Et quand on lui reproche la perte du titre de champion de France à cause de l’un de ses mauvais choix, en l’occurrence l’occasion gâchée à Auxerre en fin de saison dernière, Nenê n’accepte pas. « C’est vraiment abuser. Vous croyez vraiment qu’on perd un titre de champion sur une action ? Les points, on en avait perdu avant. Mon jeu, c’est dribbler, provoquer et faire la passe, mais là, je n’ai pas vu Kev. C’est tout, et personne n’est parfait, a-t-il rappelé, lui qui n’était pas forcément en froid avec Zlatan Ibrahimovic contrairement aux rumeurs. Non, vraiment pas. À l’entraînement, ç’a été chaud une fois sur un tacle, mais cela arrive partout, chaque semaine, sauf qu’on n’en parle pas parce que ce n’est pas Ibra ou moi. Il n’y avait aucun problème. On mangeait même l’un à côté de l’autre. »

Mai si l’incompréhension reste totale chez Nenê, les faits sont là, il s’est vu forcé de quitter le PSG. Très courtisé par de nombreux clubs, il a décidé de rejoindre Al-Gharafa, au Qatar, et ne cache pas que les raisons sont financières. « Je vais gagner beaucoup plus d’argent, mais je dirais que c’est un choix de raison avant tout. Il fallait que je pense à l’avenir, que je mette à l’abri ma famille, mes enfants, ma mère. Avant Monaco et Paris, j’ai joué dans des clubs moyens (Palmeiras, Santos, Alavés et Celta Vigo). Ma vie, je ne la gagne vraiment bien que depuis cinq ans. Les gens ne comprennent pas, mais il ne faut pas oublier que je viens d’un milieu très modeste. Ce choix n’a pas été facile à faire. Mais je ne suis au Qatar que pour deux ans. Je rejouerai au Brésil. Si je n’ai pas de blessure, je jouerai jusqu’à trente-sept ans. Le truc qui est un peu dur au Qatar, c’est que les stades sont vides et que je marche à l’adrénaline. Il faudra que je me motive tout seul. Je ne m’inquiète pas, mais il faut que je sois vigilant pour ne pas lâcher. La grosse offre de Schalke 04 ? J’y ai réfléchi. Mais c’était compliqué. Il y avait d’autres clubs aussi, Besiktas, Galatasaray, et même l’AC Milan, qui s’est à nouveau renseigné. West Ham aussi, Malaga et cinq ou six clubs au Brésil. J’ai discuté avec Santos jusqu’au bout.
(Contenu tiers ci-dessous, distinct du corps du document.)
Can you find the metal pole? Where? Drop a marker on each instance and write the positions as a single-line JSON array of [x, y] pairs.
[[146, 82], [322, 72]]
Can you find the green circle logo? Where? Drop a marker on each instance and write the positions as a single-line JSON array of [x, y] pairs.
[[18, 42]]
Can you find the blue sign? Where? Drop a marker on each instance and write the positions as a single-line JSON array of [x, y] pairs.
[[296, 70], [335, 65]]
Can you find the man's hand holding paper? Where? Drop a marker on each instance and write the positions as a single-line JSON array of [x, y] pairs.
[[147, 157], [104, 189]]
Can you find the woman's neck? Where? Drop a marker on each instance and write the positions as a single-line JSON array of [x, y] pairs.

Mais l’offre n’était pas si élevée et mon pourcentage de chances d’être appelé en sélection était faible, s’est justifié le milieu offensif brésilien, qui gardera de très bons souvenirs de son passage à Paris. Chaque fois que je marquais au Parc des Princes, j’étais dans un état exceptionnel, dans un autre monde. Mais là, je pense à mon premier classique contre l’OM (2-1, le 7 novembre 2010).Je fais la passe décisive à Guillaume (Hoarau). C’était magique. Je me souviens aussi du but que j’ai marqué à Valenciennes (2-1, le 11 décembre 2010), cet enroulé dans la lucarne. Mes pires moments ? La finale de la Coupe de France contre Lille (0-1, le 14 mai 2011) et le Championnat la saison dernière, qu’on n’aurait jamais dû perdre. Mon retour au Parc mercredi ? Oui, c’était très intense. Sentir ça, c’est énorme. Je devais dire au revoir aux supporters. Ils m’ont marqué à vie. Je leur ai donné, mais eux aussi m’ont beaucoup donné. Je joue pour ça. Mon carburant, c’est eux, et ils ont toujours été derrière moi. Je les remercie vraiment. Ce n’est pas de la communication. Je n’oublierai jamais ce que j’ai vécu ici, ce club, ce stade, les supporters.»